Inline Function Templates in C and C++ - SPARC Assembly Language Reference Manual

Language:

7.1 Inline Function Templates in C and C++

The following are examples where inline templates are particularly useful:

Hand-coded mutex locks using atomic instructions.
System-level access for a hardware device or to access certain hardware registers.
Precise implementation of algorithms that can be implemented optimally using hand-coding that the compiler is unable to replicate.

Inline templates appear as normal function calls in the C/C++ source code. When the source code program cc -O prog.c code.il and the file containing the inline template defining the function are compiled together, the compiler will insert the code from the inline template in place of the function call in the code generated from the C/C++ source code.

7.1.1 Compiling C/C++ with Inline Templates

Inline template files have the .il file extension. Compile inline templates along with the source file that calls them. The code is inlined during the code-generator stage of compilation.

cc -O prog.c code.il

The preceding example will compile prog.c and inline the code from code.il wherever the function defined by code.il is called in prog.c.

7.1.2 Layout of Code in Inline Templates

A single inline template file can define more than one inline templates. Each template definition starts with a declaration, and ends with an end statement:

.inline identifier
  ...assembler code...
.end

identifier is the name of the template function. Multiple template definitions with the same name can appear in the file, but the compiler will use only the first definition.

Since the template code will be inlined directly, without a call, into the code generated by the compiler, there is no need for a return instruction.

The template requires a prototype declaration in C/C++ source code to ensure that the compiler assigns correct types for all the parameters and recognizes the template name as a function.

For example, the following prototype declaration defines the template function:

void do_nothing();

And the associated template definition of this function might look like the following:

/* The do_nothing() template does nothing*/
.inline do_nothing,0
  nop
end

The inline template definition would appear in a separate .il file and would be compiled along with the source code file containing the call.

7.1.3 Guidelines for Coding Inline Templates

SPARC inline assembly code can use only integer registers %o0 to %o5 and floating point registers %f0 to %f31 for temporary values.

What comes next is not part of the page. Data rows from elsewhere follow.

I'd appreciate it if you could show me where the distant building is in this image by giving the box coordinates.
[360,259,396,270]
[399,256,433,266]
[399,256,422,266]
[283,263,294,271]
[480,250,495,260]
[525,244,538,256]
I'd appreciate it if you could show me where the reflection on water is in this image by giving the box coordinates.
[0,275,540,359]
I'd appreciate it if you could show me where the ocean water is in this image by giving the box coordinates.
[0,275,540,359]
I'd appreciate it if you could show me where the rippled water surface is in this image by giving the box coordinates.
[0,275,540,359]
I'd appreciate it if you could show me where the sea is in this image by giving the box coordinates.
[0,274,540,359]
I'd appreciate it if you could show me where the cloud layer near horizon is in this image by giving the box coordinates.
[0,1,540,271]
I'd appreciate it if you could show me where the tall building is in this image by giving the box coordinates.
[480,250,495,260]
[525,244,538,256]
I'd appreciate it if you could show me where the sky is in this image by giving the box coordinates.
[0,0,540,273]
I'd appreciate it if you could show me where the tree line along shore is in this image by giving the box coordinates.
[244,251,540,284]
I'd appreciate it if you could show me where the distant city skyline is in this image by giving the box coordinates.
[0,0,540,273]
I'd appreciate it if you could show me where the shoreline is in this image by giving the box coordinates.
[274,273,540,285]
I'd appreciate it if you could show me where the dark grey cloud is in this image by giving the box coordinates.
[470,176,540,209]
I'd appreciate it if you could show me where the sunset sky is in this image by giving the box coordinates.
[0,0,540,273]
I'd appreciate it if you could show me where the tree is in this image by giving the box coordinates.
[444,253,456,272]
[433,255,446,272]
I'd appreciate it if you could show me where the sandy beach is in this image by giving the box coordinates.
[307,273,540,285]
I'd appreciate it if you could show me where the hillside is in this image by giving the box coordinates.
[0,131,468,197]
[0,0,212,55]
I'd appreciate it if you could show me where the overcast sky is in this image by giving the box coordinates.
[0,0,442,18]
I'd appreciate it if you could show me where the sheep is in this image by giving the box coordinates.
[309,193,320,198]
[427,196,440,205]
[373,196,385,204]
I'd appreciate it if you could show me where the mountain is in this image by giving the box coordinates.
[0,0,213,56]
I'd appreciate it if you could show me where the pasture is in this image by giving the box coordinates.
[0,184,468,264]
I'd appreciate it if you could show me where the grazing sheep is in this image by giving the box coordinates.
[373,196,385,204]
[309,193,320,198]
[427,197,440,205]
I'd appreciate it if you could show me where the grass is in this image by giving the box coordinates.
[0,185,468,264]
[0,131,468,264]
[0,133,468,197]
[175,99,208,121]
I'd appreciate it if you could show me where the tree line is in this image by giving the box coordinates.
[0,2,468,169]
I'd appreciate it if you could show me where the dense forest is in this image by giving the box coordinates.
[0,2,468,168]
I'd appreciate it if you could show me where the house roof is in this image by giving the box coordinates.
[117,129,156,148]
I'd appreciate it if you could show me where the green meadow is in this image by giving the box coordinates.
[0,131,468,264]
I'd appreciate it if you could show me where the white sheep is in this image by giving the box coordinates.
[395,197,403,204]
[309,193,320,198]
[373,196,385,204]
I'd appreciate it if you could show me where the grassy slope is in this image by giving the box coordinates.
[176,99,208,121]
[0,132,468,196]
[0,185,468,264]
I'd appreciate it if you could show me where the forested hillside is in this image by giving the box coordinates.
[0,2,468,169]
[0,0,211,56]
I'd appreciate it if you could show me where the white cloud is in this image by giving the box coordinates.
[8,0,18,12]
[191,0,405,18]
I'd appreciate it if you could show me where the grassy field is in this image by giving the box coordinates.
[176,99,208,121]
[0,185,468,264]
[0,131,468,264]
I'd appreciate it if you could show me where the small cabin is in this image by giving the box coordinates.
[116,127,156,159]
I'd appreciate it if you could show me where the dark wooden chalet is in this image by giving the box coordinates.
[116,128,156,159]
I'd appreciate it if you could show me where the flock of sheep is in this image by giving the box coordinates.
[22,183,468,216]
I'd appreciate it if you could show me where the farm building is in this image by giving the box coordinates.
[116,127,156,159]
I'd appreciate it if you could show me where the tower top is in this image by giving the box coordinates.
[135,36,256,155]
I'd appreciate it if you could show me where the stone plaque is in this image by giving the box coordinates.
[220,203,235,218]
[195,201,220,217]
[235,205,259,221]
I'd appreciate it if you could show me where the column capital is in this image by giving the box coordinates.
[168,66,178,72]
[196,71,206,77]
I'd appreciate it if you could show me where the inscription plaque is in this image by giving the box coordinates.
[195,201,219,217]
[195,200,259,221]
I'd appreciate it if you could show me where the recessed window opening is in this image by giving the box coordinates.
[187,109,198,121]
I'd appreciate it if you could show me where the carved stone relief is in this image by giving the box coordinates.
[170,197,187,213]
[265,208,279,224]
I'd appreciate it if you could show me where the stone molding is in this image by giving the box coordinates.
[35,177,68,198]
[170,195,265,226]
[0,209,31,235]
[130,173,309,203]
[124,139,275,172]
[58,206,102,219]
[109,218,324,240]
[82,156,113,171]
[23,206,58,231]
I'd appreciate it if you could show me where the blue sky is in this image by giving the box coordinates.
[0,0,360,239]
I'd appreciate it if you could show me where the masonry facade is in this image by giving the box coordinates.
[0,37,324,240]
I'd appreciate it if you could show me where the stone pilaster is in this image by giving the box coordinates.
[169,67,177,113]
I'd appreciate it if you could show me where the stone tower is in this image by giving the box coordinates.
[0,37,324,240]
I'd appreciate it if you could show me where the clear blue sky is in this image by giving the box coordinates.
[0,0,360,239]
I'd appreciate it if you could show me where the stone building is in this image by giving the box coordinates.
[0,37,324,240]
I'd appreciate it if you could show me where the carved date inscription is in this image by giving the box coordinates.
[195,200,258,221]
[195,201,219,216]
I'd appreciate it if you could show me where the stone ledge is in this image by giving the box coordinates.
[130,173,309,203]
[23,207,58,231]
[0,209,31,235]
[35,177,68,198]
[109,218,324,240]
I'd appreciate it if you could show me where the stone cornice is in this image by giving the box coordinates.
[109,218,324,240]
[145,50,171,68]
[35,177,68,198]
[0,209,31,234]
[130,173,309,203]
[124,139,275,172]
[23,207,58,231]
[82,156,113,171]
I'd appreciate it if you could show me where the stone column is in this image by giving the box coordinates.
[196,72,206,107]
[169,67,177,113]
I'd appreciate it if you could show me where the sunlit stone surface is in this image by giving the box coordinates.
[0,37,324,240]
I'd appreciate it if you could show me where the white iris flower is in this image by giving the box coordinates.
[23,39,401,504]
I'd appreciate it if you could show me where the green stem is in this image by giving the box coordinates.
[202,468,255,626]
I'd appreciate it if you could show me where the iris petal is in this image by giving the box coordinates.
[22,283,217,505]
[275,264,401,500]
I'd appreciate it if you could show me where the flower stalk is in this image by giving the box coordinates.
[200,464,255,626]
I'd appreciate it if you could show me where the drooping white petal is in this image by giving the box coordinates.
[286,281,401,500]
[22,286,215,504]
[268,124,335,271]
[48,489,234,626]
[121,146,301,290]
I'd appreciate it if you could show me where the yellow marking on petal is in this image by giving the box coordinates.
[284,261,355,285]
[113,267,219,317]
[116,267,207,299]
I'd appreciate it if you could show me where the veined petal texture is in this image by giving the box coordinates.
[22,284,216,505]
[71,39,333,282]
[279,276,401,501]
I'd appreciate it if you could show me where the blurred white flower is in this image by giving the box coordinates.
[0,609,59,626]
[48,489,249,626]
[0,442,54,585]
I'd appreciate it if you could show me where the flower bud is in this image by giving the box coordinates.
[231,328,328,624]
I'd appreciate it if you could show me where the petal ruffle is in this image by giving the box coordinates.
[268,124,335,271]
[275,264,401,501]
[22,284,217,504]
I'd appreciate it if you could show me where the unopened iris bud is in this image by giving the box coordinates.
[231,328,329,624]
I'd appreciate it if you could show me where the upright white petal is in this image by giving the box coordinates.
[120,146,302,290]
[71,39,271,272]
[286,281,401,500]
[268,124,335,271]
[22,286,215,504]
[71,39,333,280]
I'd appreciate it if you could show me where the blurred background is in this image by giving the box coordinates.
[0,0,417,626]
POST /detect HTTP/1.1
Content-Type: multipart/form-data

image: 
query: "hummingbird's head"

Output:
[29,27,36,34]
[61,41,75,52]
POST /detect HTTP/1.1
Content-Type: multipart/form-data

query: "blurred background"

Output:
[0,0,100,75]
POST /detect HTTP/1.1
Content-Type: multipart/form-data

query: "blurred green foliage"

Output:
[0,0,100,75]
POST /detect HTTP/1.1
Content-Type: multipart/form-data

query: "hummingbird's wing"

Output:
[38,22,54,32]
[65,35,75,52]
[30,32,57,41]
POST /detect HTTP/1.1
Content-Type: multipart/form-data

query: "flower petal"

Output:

These registers are referred to as the caller-saved registers. Other registers should not be used. Calls can be made to other routines from the inline template, but these calls are subject to the same constraint.

The compiler will handle most of the SPARC instruction set. If the template utilises only those instructions that the compiler normally generates it will be early inlined (see Late and Early Inlining), and the code will be scheduled optimally. However, if the template utilises instructions that the compiler accepts but does not typically generate (such as VIS instructions or atomics), the code might be late inlined. Consequently, the code might not be optimally scheduled by the compiler, resulting in a possible performance loss.

7.1.3.1 Parameter Passing

Passing parameters between the C/C++ caller program and the assembly language template code must obey the parameter passing rules defined by the target architecture, which are different for 32-bit and 64-bit code. Parameter passing is described by the SPARC ABI. See https://sparc.org/technical-documents/. SCD 2.3 describes Version 8 (32-bit code) and SCD 2.4.1 describes Version 9 (64-bit code).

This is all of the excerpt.